I asked if they had any questions for me. Ms. Future Slow Talker raised her hand.
“So if you are a computer engineer, does that mean you make Kinetic Sculptures?”.
It’s a good thing internal dialog is internal, because at this point, I was completely thinking WTF. This girl is five or six max. She’s asking me about kinetic sculptures – something most adults haven’t a clue about, and something, I frankly don’t know much about either. In my mind, I had already hired her. Because, in her, I saw the future of women in technology, in STEM and I knew everything was going to be ok. Part of me wanted to pick her up and bear hug the absolute crap out of her, but I’m a stranger and she’s a child, and well that’s just weird.
“No, I don’t make Kinetic Sculptures. But they sure are cool right? “. Only response I could muster out. I was still taken aback. The roles had reversed had reversed here and I wasn’t prepared to be an understudy for a 5 year old again.
We went off to play a game we had devised to teach programming. Let’s face it, you’re not really going to teach the average five year old much about coding, but we had some fun with some ideas like order of execution, patterns, and process. Each girl picked a sheet of paper and it had a set of instructions like “ jump”, “swirl”, “kick” and a few of the cards were more like a programming structure with “if”, “then”, “and”. We went down the line and did our appropriate instructions, waiting for the previous person to finish before we started. The girls that had the bad fortune of picking the “if”, “and” types of cards were shortly bored, so I gave them alternative actions to do. “IF” meant you did a big old karate chop and yelled. “And” was a polite curtsey.
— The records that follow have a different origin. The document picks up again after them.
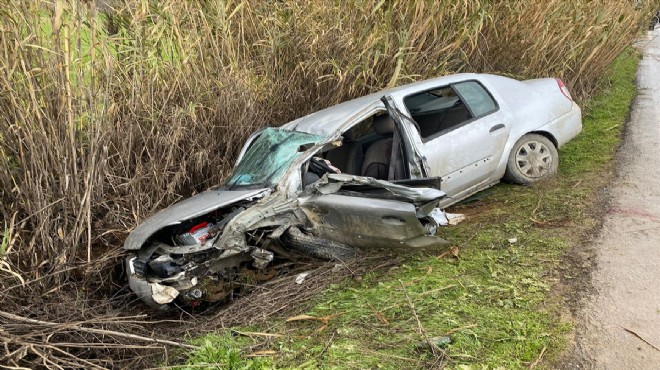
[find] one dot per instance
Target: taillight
(564, 89)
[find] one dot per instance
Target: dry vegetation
(106, 118)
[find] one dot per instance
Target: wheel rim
(534, 159)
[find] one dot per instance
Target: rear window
(476, 97)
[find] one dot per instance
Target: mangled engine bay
(213, 245)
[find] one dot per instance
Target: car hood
(192, 207)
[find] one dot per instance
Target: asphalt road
(620, 324)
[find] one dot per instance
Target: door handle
(499, 126)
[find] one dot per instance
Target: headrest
(383, 125)
(350, 134)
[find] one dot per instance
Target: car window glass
(269, 157)
(436, 111)
(476, 97)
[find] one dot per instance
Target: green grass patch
(494, 301)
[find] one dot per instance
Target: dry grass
(105, 119)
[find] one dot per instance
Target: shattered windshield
(269, 156)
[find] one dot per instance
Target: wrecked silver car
(371, 172)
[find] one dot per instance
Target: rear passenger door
(462, 134)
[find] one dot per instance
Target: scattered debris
(324, 319)
(300, 278)
(453, 251)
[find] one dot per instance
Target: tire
(532, 159)
(315, 247)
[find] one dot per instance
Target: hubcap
(534, 159)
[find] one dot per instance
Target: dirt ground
(619, 320)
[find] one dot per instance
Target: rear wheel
(533, 158)
(315, 247)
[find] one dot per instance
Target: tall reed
(107, 117)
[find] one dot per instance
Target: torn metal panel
(391, 216)
(333, 182)
(196, 206)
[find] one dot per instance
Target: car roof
(325, 122)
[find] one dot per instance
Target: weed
(494, 301)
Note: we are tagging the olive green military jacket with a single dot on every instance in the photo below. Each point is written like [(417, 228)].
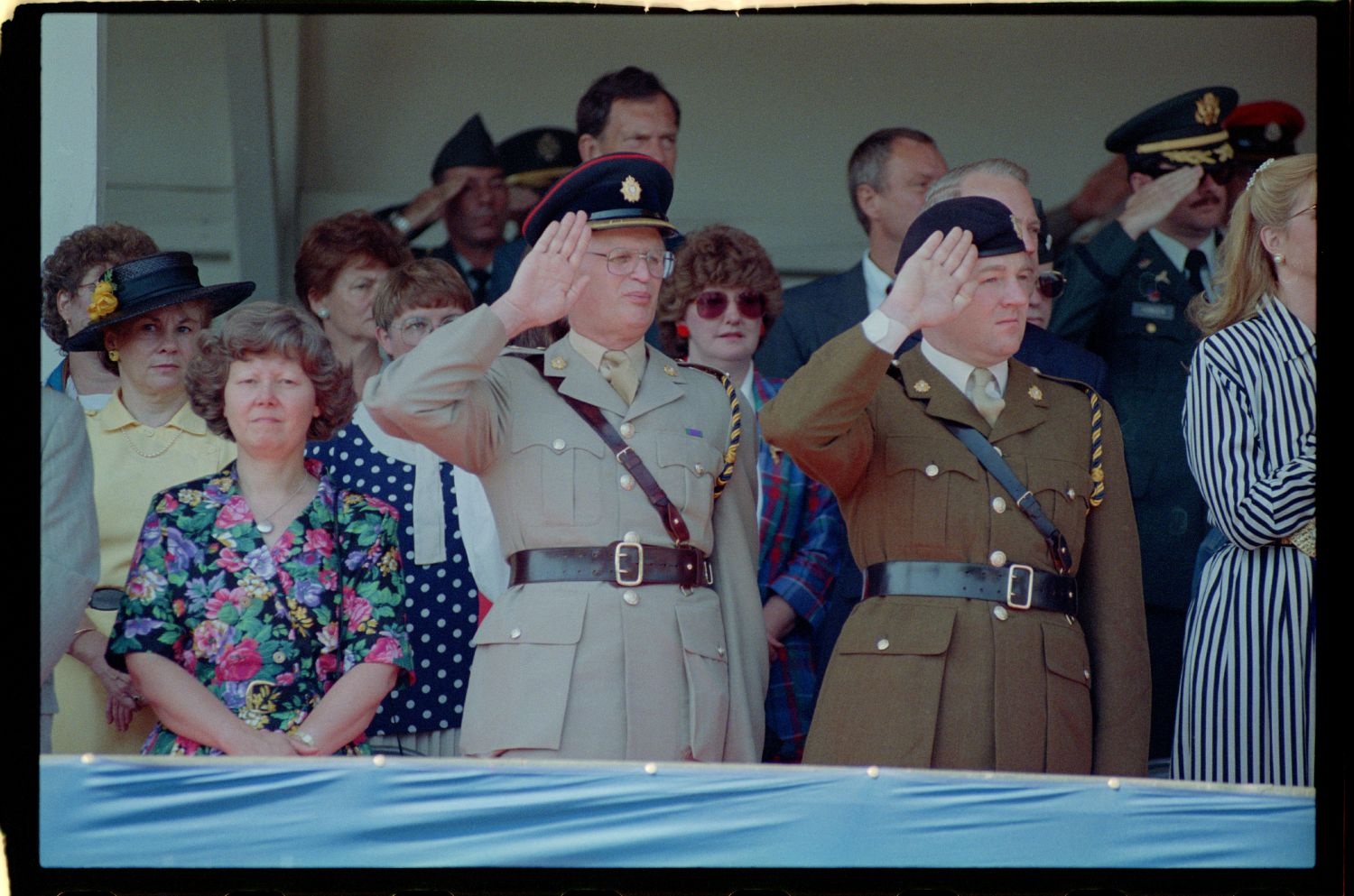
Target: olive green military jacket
[(945, 682), (588, 669)]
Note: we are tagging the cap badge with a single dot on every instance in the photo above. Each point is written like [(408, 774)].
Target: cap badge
[(1208, 110), (547, 148)]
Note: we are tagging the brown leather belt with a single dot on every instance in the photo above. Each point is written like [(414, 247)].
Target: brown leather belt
[(1016, 585), (625, 563)]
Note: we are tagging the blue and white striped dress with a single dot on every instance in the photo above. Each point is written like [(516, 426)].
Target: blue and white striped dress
[(1247, 700)]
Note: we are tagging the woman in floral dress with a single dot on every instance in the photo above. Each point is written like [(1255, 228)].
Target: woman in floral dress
[(263, 611)]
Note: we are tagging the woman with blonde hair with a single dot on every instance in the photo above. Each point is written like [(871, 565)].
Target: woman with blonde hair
[(1247, 697)]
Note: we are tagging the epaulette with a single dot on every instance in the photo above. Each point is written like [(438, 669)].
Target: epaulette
[(736, 428), (1097, 422)]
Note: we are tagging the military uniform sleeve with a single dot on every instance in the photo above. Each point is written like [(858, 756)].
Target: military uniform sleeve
[(1110, 612), (734, 559), (1093, 271), (820, 414), (441, 393)]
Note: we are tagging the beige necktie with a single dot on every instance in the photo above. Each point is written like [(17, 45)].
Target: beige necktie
[(617, 371), (986, 403)]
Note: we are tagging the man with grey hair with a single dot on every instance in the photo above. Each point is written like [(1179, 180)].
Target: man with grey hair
[(1007, 183), (887, 178)]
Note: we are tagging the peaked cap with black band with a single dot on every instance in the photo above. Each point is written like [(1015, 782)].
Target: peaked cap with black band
[(471, 145), (148, 284), (994, 227), (617, 189), (1183, 130), (538, 157)]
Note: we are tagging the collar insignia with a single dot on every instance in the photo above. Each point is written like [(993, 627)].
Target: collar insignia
[(1208, 110)]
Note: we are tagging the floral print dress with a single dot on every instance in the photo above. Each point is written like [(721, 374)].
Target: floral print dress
[(267, 630)]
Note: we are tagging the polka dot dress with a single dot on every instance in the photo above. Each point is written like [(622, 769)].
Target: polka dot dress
[(441, 600)]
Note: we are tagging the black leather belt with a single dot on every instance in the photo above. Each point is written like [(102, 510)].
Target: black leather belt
[(626, 563), (1016, 585)]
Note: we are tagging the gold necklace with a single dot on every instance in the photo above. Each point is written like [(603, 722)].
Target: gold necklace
[(126, 433)]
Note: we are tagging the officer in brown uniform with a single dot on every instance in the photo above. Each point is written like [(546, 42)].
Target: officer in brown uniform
[(982, 643)]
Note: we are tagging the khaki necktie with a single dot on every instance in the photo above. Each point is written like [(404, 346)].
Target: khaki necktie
[(986, 403), (617, 371)]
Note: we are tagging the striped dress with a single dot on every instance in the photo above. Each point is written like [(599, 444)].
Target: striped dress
[(1247, 700)]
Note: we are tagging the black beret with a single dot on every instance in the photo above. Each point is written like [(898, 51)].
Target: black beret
[(994, 227), (471, 145), (538, 157), (1183, 130), (619, 189)]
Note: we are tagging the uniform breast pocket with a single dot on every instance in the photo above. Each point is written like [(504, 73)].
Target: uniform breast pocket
[(687, 470), (928, 476), (1069, 681), (563, 473), (1063, 490)]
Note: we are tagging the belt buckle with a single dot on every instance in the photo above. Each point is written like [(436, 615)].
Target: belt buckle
[(639, 563), (1010, 587)]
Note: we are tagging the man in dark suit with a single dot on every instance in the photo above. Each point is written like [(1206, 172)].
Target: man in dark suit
[(887, 176), (1126, 298)]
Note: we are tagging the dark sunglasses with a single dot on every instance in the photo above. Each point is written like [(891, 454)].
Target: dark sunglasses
[(1051, 283), (711, 305)]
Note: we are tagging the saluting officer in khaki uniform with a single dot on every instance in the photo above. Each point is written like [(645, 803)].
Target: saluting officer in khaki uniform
[(614, 642), (969, 650)]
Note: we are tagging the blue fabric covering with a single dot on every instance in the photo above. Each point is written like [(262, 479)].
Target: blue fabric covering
[(401, 812)]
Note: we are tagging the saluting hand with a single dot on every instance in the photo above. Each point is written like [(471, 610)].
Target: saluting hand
[(933, 286), (547, 283)]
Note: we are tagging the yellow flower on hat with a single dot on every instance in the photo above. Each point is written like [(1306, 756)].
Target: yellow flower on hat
[(105, 300)]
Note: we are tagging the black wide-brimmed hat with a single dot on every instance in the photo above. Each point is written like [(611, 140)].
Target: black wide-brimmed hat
[(538, 157), (617, 189), (471, 145), (994, 227), (146, 284), (1183, 130)]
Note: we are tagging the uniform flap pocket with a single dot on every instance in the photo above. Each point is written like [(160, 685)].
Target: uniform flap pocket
[(1061, 476), (929, 457), (685, 449), (701, 630), (550, 619), (566, 435), (914, 631), (1066, 655)]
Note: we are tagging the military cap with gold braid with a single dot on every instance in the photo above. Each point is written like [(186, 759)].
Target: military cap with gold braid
[(1183, 130), (617, 189)]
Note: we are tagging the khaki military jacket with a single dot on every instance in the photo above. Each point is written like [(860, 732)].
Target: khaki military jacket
[(948, 682), (587, 669)]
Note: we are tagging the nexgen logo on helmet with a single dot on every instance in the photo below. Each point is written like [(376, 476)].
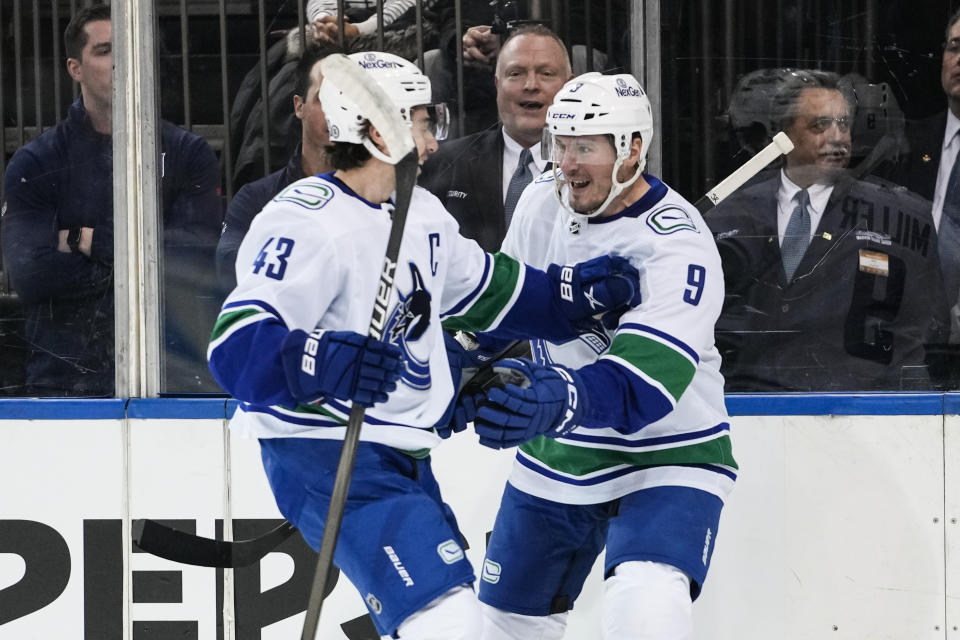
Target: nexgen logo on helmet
[(597, 105), (404, 84)]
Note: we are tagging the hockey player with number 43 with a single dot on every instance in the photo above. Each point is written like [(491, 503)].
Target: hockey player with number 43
[(290, 344), (623, 434)]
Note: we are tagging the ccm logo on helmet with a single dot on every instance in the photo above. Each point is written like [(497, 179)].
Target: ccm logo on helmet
[(378, 64), (624, 90)]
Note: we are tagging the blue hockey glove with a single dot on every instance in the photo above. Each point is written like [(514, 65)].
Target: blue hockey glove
[(470, 358), (340, 364), (537, 400), (602, 288), (460, 411)]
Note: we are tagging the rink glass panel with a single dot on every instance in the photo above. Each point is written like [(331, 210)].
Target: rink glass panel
[(890, 55), (205, 50)]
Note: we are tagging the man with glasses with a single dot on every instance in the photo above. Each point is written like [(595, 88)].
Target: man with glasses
[(832, 282)]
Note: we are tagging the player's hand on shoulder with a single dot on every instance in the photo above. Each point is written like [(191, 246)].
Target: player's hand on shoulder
[(602, 288), (344, 365), (537, 400)]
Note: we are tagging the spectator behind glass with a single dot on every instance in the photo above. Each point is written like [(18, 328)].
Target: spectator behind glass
[(309, 159), (472, 175), (58, 227), (360, 25), (930, 168), (840, 294)]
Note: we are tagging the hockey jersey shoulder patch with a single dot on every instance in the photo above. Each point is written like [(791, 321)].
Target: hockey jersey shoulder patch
[(546, 176), (671, 219), (309, 194)]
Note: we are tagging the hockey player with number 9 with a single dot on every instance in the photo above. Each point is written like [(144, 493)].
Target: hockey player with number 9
[(623, 434), (290, 345)]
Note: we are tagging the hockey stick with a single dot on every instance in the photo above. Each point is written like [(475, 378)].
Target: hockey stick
[(166, 542), (781, 145), (362, 89)]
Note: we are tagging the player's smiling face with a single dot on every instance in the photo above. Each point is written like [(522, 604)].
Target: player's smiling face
[(587, 166)]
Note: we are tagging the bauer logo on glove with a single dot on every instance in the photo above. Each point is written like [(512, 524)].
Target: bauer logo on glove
[(537, 400)]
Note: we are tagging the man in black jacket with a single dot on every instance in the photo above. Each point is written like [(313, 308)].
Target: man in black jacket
[(57, 232), (472, 175), (831, 283), (309, 159)]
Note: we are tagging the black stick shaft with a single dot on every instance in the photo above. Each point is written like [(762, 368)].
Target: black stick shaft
[(406, 172)]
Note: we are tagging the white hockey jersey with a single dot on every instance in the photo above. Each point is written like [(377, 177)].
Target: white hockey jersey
[(312, 258), (655, 382)]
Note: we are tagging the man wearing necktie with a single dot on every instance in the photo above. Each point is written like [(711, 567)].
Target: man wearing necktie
[(930, 168), (480, 177), (832, 283)]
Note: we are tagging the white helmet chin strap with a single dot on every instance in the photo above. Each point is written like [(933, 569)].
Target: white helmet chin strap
[(616, 188), (376, 153)]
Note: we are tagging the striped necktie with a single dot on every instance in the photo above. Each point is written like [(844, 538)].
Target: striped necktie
[(518, 182), (797, 236)]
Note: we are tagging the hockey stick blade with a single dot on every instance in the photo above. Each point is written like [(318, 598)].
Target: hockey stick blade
[(362, 89), (185, 548), (781, 145)]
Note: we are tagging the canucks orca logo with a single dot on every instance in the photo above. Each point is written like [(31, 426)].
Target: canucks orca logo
[(407, 324)]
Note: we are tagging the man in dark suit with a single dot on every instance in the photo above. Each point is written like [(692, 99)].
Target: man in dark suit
[(831, 282), (479, 177)]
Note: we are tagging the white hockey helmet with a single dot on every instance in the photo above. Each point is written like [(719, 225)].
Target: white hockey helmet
[(595, 104), (402, 81)]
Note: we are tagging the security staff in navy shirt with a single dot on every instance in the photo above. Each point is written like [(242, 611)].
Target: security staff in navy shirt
[(57, 227)]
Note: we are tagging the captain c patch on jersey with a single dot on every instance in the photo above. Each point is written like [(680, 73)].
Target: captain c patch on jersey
[(407, 323), (671, 219)]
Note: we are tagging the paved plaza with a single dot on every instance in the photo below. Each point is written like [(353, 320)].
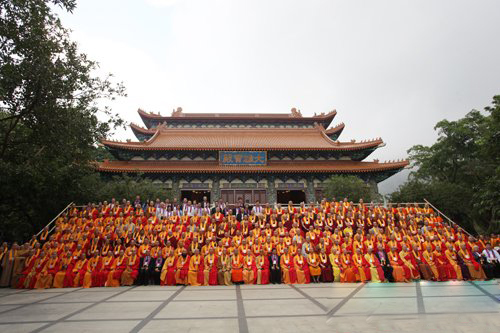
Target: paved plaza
[(395, 307)]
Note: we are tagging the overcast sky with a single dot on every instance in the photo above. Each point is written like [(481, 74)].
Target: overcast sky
[(391, 68)]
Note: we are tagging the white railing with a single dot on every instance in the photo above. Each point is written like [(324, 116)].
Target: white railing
[(54, 219), (450, 221)]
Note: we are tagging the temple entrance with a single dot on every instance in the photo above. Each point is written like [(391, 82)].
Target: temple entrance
[(246, 196), (295, 196), (197, 195)]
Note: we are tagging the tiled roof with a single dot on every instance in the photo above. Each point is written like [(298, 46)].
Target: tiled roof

And so this continued until the promise of cake was delivered upon and again, small cliques formed, and shrunk and grew amongst the girls.
At the end, they did a circle of friendship bit where everyone held hands in a circle. The girl with the miscounted jumping jacks held out and shook her arm furiously to signal that I should be her friend, that I should join her side. I did. We stood in a circle and they sang a song of friendship. At the end, they sent a squeeze that would travel from hand to hand – get the squeeze from your left, then pass it on by squeezing the hand you were holding in your right. You could watch the squeeze make its way around the circle, the pulse identifiable by a giggle when it was received.
I left that day different. I know that those girls won’t always have that innocence. That their curiousity might wane, and with it their lust for life. And I know there will come a time when they will offer less information instead of more, or when everything will just have so much more weight. But they reminded me, for that one hour on a Saturday morning, how I had all that once too. It was a reminder of how I used to stomp around as a 5 year old and not care what anyone thought, tirelessly making things that didn’t work, and a few that did. A recollection of a time where more of it was spent actually being awesome rather than thinking about it or worse, hoping for its arrival.
I’m not about to do 120 jumping jacks and count ( or miscount ) them out at the top of my lungs. But thanks to that little squeeze, I might be a bit more likely to celebrate the small successes like they were large ones. And who doesn’t need a little more of that?